The British Museum leadership maintains that it is important for them to feature art from around the globe. In an article in artnet News, they argue that they must consider, as all museums must, the impact of losing a key piece in their collection that is one of the most popular and most photographed items in their collection, according to a museum spokesperson.  However, an indigenous artist from the island, Benedicto Tuki, has offered to make another statue to replace the one in the museum for free. Thus, the museum would still have a piece of the culture to be displayed, but one that is art and not a sacred ancestor. 

Naturally, replacing old, sacred objects with contemporary art is not always an option, but could be a feasible solution for museums to maintain the breadth of their collection while also respecting the communities they are representing and financially supporting contemporary Native artists. However, a major concern is that collections will be greatly reduced in volume and quality if there are no “authentic” pieces left to see.

No method of repatriation is perfect — all would likely come with backlash unless there is a reconceptualization of the museum space in which we move away from the ideas that old equals “authentic” and that all objects are meant to be seen by the public. For those looking to see a physical object, contemporary art can be similar to and just as impressive as art made hundreds of years ago. 

If artists are willing to create new art for museums, as is the case with Tuki, the fear of empty museums can be mitigated, especially if visitors accept that those newer pieces are just as worthy of displaying in a museum. Additionally, any concerns that all cultural objects “need to be seen by the public” is disrespectful to the culture it belongs to in some cases. Just because something exists does not mean that the world has a right to see it. Many indigenous cultures, like the Acoma Pueblo, have specific ways of passing down knowledge that should be respected.  

Again, the problem is that the public consciousness, in regards to what is “good enough” for a museum, tends to evaluate worthiness by “originality” and “authenticity.” However, if you were to do some background research on many so-called Western masterpieces, visitors might find that the touch of the conservator is even more visible than that of the original artist. 
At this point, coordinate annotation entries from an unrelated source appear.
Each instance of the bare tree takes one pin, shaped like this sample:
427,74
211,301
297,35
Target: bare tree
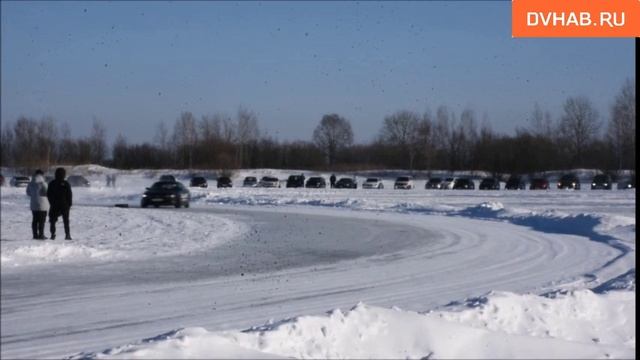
26,140
401,129
578,126
332,135
622,126
98,142
185,137
247,133
48,137
540,122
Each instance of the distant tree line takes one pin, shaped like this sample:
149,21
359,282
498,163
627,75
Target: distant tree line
442,140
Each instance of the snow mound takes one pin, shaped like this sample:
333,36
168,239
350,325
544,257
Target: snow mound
48,252
579,324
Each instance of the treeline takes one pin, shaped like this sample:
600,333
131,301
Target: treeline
579,137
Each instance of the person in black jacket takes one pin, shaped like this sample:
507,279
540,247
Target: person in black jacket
60,199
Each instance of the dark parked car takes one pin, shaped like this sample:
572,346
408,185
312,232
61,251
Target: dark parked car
346,183
224,181
78,181
463,184
166,193
515,182
167,178
403,182
601,182
627,183
198,181
569,181
434,183
250,181
489,184
316,182
19,181
295,181
539,184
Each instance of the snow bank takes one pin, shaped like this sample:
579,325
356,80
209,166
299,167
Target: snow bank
579,324
109,234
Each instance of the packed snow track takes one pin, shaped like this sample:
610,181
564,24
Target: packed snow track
277,263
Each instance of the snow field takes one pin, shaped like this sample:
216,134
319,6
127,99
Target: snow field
534,255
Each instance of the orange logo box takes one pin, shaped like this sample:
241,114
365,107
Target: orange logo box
575,18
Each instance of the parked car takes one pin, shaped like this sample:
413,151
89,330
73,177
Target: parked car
601,182
346,183
224,182
463,184
539,184
295,181
167,178
515,182
403,182
569,181
627,183
373,183
316,182
78,181
269,181
433,183
447,184
198,181
166,193
19,181
489,184
250,181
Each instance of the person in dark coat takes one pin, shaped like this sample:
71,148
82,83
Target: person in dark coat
60,198
37,191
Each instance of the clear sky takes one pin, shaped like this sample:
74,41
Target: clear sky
134,64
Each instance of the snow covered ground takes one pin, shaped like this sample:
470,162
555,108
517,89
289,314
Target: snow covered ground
273,273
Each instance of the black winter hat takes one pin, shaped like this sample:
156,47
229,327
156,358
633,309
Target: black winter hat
61,173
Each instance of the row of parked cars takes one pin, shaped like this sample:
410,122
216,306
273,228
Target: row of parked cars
515,182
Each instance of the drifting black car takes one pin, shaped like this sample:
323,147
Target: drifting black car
166,193
489,184
78,181
627,183
515,182
250,181
601,182
316,182
463,184
346,183
198,181
19,181
434,183
569,181
224,182
167,178
295,181
539,184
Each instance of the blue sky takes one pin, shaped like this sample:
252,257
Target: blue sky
134,64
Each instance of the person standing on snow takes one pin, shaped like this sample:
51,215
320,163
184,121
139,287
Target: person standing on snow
60,197
37,191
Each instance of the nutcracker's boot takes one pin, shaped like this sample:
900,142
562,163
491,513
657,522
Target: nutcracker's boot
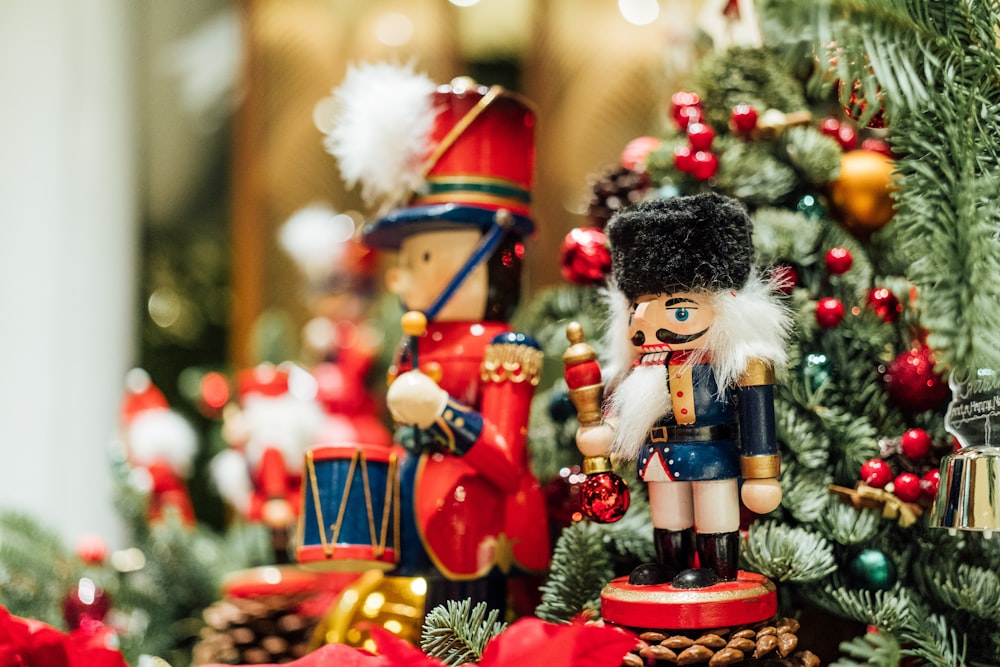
674,552
718,558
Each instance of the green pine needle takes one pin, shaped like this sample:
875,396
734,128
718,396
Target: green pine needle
782,553
457,633
875,648
581,566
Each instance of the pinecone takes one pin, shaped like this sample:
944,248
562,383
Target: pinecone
764,644
266,629
614,190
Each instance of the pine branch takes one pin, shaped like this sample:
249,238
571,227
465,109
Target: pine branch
788,554
456,633
875,648
581,566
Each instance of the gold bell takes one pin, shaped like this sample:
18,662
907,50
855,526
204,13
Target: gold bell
969,494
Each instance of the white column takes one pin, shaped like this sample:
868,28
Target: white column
67,255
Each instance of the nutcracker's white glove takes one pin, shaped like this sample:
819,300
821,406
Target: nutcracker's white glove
414,398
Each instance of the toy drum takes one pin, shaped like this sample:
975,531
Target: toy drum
350,509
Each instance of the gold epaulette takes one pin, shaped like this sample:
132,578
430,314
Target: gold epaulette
511,361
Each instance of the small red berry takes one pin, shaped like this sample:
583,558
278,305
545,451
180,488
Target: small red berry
744,118
930,482
876,473
701,136
704,165
916,443
829,312
683,158
906,486
839,260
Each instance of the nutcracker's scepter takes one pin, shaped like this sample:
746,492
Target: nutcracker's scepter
604,496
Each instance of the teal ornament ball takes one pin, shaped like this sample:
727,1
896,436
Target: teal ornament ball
816,370
810,206
872,570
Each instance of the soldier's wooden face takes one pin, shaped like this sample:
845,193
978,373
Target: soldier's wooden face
669,322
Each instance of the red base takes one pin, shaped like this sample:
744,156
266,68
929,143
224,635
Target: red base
750,599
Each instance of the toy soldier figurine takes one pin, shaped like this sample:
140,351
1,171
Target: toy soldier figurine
698,336
463,381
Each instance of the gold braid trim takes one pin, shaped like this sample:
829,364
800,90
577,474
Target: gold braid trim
510,361
758,372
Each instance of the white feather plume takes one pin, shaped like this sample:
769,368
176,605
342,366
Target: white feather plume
378,124
750,323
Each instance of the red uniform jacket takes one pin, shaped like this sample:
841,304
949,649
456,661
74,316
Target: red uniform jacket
484,508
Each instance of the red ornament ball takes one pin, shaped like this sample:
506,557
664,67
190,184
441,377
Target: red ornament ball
85,601
604,497
636,151
701,136
686,108
683,159
839,260
912,383
584,258
930,482
744,118
876,473
885,304
829,312
906,486
916,443
847,137
704,165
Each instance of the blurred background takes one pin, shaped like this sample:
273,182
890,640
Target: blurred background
154,150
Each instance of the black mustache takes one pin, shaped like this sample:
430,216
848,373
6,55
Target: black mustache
669,337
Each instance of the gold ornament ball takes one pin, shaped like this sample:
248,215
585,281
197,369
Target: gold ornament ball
861,195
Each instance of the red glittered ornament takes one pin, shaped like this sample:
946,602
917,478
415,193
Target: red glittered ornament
906,487
884,303
913,384
604,497
700,135
85,601
839,260
916,443
930,482
829,312
584,258
743,118
876,473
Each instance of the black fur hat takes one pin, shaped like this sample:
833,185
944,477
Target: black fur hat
681,244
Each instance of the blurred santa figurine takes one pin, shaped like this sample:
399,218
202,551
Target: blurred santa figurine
160,445
269,433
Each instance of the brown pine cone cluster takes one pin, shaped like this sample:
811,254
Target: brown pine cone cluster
771,644
253,631
612,191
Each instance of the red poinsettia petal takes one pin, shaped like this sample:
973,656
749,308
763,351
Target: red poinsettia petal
531,642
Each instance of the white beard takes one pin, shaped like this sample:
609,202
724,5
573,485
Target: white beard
638,402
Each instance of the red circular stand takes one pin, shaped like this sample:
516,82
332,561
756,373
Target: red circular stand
752,598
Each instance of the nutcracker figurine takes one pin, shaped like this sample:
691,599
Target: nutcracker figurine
160,446
458,195
268,433
697,337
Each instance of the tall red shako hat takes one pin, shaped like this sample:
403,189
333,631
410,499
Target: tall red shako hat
433,157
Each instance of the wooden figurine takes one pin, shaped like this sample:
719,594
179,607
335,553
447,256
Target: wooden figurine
457,195
696,339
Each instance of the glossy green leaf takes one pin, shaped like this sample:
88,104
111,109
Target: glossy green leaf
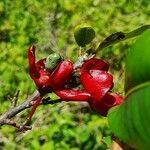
138,62
130,121
84,34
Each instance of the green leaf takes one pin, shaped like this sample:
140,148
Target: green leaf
138,62
130,121
84,34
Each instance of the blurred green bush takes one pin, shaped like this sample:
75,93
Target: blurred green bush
49,25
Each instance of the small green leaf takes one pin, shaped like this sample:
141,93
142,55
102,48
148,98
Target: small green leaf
52,60
84,34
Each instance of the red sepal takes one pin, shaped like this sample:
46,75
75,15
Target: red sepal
96,64
97,83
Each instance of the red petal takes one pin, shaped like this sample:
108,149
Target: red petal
109,100
32,67
94,63
97,83
62,73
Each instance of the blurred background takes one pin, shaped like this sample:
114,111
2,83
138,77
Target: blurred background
49,25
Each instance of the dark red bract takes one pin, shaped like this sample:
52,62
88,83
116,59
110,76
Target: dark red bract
97,82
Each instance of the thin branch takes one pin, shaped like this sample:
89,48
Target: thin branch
121,36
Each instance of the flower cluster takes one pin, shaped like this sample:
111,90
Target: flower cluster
94,77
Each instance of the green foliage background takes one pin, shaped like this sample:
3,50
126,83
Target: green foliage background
49,25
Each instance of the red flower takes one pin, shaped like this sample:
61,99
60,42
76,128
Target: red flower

Authenticity is as much an illusion as it is a cultural construct. Just because an item is new does not mean that it is not authentic or fails to represent a culture, and in turn, can still be appropriate for a museum. Thus, we must all shift our focus away from the idea that replacing an item means it is a “copy” and simultaneously shift museum culture away from a fascination with old things and the preservation outdated museum practices, and toward the facilitation of cultural respect and active learning.